In other respects matters went on very quietly at the Cedars; from being so fierce and snappish, Miss Furness was now quiet, and amiable, and smiling; and though I hated her most horribly, I tried to crush all my dislike down, and make the best of things. I found, too, now, that I was invited occasionally to take tea in the drawing-room, when Mrs Blunt had a few particular friends; and, altogether, they seemed to treat me differently to the way from which I suffered when I first came.

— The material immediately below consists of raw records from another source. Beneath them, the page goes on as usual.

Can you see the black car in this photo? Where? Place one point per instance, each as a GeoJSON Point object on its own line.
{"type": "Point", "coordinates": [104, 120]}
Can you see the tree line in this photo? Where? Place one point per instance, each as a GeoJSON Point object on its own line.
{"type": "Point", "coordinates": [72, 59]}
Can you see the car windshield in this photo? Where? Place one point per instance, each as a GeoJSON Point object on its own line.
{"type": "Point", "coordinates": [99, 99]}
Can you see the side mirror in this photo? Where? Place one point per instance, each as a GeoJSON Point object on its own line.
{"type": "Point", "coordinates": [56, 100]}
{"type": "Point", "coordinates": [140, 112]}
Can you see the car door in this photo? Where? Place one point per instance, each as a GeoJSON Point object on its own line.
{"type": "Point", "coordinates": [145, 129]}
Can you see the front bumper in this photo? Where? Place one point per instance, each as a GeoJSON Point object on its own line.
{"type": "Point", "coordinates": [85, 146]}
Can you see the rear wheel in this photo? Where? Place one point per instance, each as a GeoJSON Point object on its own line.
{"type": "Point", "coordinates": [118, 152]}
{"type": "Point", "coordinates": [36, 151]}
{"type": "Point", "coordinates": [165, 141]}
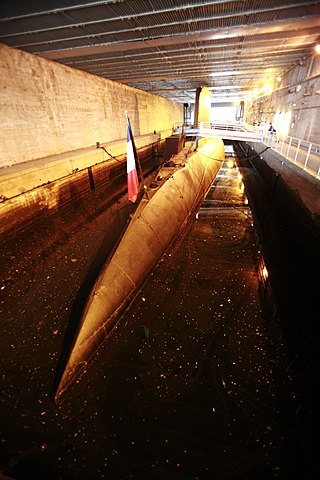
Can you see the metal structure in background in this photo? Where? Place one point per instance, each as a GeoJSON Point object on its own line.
{"type": "Point", "coordinates": [303, 154]}
{"type": "Point", "coordinates": [169, 47]}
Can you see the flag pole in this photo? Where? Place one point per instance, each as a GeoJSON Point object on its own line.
{"type": "Point", "coordinates": [136, 156]}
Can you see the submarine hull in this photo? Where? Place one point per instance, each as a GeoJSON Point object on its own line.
{"type": "Point", "coordinates": [158, 219]}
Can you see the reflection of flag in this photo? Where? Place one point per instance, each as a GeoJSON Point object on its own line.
{"type": "Point", "coordinates": [132, 177]}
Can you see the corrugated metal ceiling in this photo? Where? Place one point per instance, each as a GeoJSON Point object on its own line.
{"type": "Point", "coordinates": [169, 47]}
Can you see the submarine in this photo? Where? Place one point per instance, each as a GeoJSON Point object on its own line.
{"type": "Point", "coordinates": [164, 210]}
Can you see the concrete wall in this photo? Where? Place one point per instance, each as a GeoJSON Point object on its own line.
{"type": "Point", "coordinates": [293, 106]}
{"type": "Point", "coordinates": [305, 187]}
{"type": "Point", "coordinates": [50, 109]}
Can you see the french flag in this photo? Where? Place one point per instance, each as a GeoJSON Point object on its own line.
{"type": "Point", "coordinates": [132, 177]}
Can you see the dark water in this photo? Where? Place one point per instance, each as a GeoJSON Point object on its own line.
{"type": "Point", "coordinates": [208, 395]}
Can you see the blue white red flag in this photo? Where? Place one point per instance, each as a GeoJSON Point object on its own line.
{"type": "Point", "coordinates": [132, 177]}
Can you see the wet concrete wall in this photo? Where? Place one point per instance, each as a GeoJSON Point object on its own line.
{"type": "Point", "coordinates": [49, 109]}
{"type": "Point", "coordinates": [41, 201]}
{"type": "Point", "coordinates": [305, 187]}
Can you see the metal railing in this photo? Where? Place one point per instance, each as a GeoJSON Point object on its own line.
{"type": "Point", "coordinates": [233, 131]}
{"type": "Point", "coordinates": [304, 154]}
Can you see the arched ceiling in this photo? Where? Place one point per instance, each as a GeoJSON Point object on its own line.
{"type": "Point", "coordinates": [169, 47]}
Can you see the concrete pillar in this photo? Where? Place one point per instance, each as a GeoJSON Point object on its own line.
{"type": "Point", "coordinates": [202, 106]}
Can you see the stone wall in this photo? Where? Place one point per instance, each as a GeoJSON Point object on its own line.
{"type": "Point", "coordinates": [293, 106]}
{"type": "Point", "coordinates": [50, 109]}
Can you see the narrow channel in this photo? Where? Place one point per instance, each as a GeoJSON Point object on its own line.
{"type": "Point", "coordinates": [196, 381]}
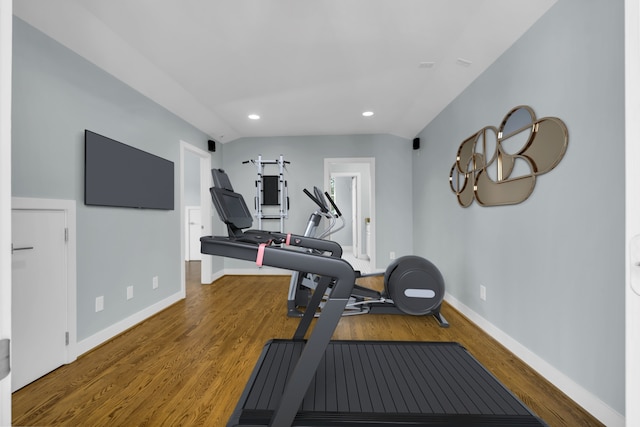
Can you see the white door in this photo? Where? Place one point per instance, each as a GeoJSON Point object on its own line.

Then, too, Euphemia Campanelle Brassey being in our room made it a little better; but, for all that, I was dull, and wretched, and miserable. You know, it was so tiresome in the old days with Patty; we did not want to be always drinking Spanish liquorice water, and eating sour apples, and cakes, and gooseberries in bed—it was so childish. It was all very well sometimes; but then Patty was so ravenous, thinking of nothing else but eating, and always wanting to have what she called a feast, and making the room smell horribly of peppermint—which, in its way, is really as bad as onions. But Effie Campanelle Brassey really was a nice girl, and sensible; and, of course, as we were allowed no suppers, it was nice to have a little in our bedrooms; so we had one box that we used to call the larder, and took it in turns to keep it replenished. Sometimes we used to have sausage rolls, sometimes pork pies, and little tartlets that there was an old woman in the town used to make so nicely. But our greatest difficulty used to be about something to drink; for though we could bring home a paper bag in one hand and a parasol in the other, of course we could not carry a bottle, and you may be sure that we did not care for Spanish liquorice water, nor yet for lemonade. I should have liked bottled stout, though I did take almost a dislike to it after Patty Smith proposed to give me a Seidlitz powder, for the effervescence put me in mind of it. But, as a rule, we used to have wine—sherry or claret—in a dear, nice, champagney-looking bottle, with a silvery top, and a blue heraldic dragon sitting in a castle, with his head out of the top and his tail sticking out of the bottom—a scaly-looking dragon, like Richard Coeur de Lion’s legs in the old pictures; while the tail was all barbed like a crochet needle tied back to back to another crochet needle. And, oh, it was such fun! I believe those were the only merry times we had. The new servant always got the wine for us from a man in the town, and we used to lend her the key to put the bottle in the larder when she went up to make the beds; and I’m afraid to tell you how many bottles we drank, for it would be too shocking.

Effie Campanelle Brassey was a really dear girl, and could enter into matters so much better than Patty Smith, and it was a pleasure to sit in the dusk of a night and tell her all about our disappointments—for, of course, they were disappointments, the poor Signor being found out, and Achille proving so utterly lost to all proper feeling, and acting as he did with Miss Furness.